Keywords: XML, Data, Java, PHP, Visual Basic.

Abstract: XML technology is used for data transmission on daily basis. While processing huge files, every

millisecond per node can play its part in the process. In total time it can lead to extending the whole

procedure by minutes or even tens of minutes which can make it very ineffective in matter of time and cost.

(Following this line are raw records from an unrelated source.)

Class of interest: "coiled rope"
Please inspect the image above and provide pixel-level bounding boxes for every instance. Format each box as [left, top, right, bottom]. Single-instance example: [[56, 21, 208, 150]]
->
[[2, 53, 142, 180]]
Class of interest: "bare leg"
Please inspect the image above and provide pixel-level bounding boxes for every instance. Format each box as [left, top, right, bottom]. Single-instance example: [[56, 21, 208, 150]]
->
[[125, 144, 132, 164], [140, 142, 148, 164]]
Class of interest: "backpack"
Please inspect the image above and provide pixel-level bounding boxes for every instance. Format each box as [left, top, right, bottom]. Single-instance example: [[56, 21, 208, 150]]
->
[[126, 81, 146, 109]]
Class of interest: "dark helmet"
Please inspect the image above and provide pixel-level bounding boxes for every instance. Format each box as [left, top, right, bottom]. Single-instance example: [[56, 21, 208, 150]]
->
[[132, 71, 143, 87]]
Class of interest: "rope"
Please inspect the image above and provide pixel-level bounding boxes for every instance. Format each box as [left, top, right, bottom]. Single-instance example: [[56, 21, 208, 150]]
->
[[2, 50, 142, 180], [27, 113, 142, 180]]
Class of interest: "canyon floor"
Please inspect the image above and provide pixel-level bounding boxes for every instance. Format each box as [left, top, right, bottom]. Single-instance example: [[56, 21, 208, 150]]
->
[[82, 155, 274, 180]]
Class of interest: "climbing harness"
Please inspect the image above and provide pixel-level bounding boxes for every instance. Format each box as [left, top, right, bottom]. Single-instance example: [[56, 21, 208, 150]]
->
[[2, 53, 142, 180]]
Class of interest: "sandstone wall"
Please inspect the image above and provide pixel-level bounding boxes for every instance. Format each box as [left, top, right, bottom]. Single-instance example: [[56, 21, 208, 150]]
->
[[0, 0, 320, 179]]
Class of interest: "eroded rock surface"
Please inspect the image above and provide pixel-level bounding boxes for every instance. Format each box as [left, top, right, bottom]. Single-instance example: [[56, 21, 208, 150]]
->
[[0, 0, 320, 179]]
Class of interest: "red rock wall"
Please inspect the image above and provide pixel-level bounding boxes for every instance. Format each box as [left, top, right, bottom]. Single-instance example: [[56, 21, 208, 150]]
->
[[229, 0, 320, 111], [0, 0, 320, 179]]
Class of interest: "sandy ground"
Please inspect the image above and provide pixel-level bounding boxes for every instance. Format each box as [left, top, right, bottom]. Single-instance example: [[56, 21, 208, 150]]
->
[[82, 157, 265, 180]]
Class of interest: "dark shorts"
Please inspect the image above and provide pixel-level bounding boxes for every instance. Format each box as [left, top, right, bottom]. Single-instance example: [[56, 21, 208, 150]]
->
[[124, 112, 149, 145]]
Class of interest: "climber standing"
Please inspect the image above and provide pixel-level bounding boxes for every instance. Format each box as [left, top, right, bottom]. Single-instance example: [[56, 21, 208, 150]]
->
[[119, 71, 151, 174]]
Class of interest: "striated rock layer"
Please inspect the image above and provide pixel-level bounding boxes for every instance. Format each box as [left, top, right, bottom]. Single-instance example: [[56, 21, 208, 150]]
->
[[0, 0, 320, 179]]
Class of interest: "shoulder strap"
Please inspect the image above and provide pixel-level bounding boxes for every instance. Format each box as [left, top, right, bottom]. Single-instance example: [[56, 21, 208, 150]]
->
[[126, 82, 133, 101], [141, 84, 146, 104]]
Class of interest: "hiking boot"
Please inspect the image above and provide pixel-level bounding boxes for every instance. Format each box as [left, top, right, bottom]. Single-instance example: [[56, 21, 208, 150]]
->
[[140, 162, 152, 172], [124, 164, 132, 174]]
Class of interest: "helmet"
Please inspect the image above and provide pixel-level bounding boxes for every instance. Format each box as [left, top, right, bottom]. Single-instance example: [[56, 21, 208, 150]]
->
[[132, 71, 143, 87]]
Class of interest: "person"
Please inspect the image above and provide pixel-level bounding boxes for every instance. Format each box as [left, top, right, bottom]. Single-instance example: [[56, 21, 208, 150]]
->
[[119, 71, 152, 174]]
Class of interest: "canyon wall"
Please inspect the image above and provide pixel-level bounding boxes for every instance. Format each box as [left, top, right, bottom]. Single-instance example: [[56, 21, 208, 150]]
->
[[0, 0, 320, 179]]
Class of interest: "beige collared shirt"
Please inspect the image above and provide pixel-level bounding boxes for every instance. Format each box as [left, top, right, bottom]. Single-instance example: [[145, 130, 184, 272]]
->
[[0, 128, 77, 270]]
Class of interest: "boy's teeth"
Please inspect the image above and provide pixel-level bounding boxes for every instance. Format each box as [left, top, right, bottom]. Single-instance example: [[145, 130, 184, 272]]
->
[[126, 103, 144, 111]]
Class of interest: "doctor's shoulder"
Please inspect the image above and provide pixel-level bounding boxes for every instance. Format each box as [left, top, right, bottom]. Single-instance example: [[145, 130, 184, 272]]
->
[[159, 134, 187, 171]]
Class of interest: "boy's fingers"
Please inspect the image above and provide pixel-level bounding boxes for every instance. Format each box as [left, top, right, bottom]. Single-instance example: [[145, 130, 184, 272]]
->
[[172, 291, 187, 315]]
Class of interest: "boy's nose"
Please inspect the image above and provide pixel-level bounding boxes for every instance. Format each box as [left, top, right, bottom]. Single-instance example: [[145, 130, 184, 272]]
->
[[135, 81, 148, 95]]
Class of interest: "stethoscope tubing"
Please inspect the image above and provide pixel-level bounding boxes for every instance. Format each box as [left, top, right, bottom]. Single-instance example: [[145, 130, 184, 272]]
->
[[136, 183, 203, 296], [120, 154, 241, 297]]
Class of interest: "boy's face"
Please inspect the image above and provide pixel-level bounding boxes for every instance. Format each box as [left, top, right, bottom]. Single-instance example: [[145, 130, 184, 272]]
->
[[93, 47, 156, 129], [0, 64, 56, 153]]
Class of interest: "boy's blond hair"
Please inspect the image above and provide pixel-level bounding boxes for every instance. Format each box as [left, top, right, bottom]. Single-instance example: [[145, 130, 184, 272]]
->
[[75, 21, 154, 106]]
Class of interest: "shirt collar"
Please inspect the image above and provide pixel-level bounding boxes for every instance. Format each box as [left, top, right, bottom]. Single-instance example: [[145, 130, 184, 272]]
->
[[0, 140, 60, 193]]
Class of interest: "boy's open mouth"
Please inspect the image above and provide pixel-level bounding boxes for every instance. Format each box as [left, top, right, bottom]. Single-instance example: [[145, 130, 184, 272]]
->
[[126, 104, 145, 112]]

Goal of this study is to put saving data into elements in contrast with saving into attributes of XML files and

compare final results. In order to receive the best overview, three applications in different selected

programming languages were tested and results were compared.

1 INTRODUCTION

XML data transmission is based on many steps. It

starts with creating data, which is mostly printed

directly from relational database Speed of this step is

limited only by actual database settings. Next step

means sending or downloading data file from

exporter to importer. Time spent on this step is

determined by connection speed therefore network

settings. In final destination file is processed by a

XML parser and then again sent into database or

directly to frontend of some web portal.

Let’s focus on data parsing. Assuming that XML

is valid (Grijzenhout and Marx, 2013) it can contain

basically unlimited count of nodes, a single

millisecond can cause a lot of time lapse during the

file processing. In case of 60 thousand nodes in file,

one millisecond per each can lead up to one minute

delay. If we had couple of this sized files, simple

math can tell us how big delay would we get during

parsing.

This consideration can make us wonder. What if

there is a difference in time required for parsing

elements and attributes which would cause delay

while reading big XML file containing hundreds

thousands nodes or even millions of them. Finding

out that there is difference in data saving approach

could save many resources for companies in which

XML data transmission is one of the key processes.

2 TESTING CONDITIONS

In order to be able to test our assumption, we need to

set up an environment with equal conditions. That

way we are able to get objective results. Nowadays

applications are written and created in many

different programming languages. It would be the

best to test them all, but in this phase of study we

will settle with sample of the most popular and the

most used languages.

2.1 Programming Languages

TIOBE programming community is doing monthly

statistics and creating list of most popular

programming languages (TIOBE Software BV,

2014). These statistics are based on number of

skilled engineers world-wide, courses and third party

vendors. Results are calculated using popular search

engines such as Google, Bing Yahoo!, Wikipedia

and many others.

It’s not a chart of either the best programming

languages or those in which most lines of code have

been written. Main purpose of this chart is overview

which should serve for programmers to check if

their skill are still up to date. In spite of the fact, we

will use this index to determine which languages are

the most commonly used for creating applications.

354

Bureš O..

Technical Aspects of XML Format – Case Study - Differences between Saving Data into Element and Attribute.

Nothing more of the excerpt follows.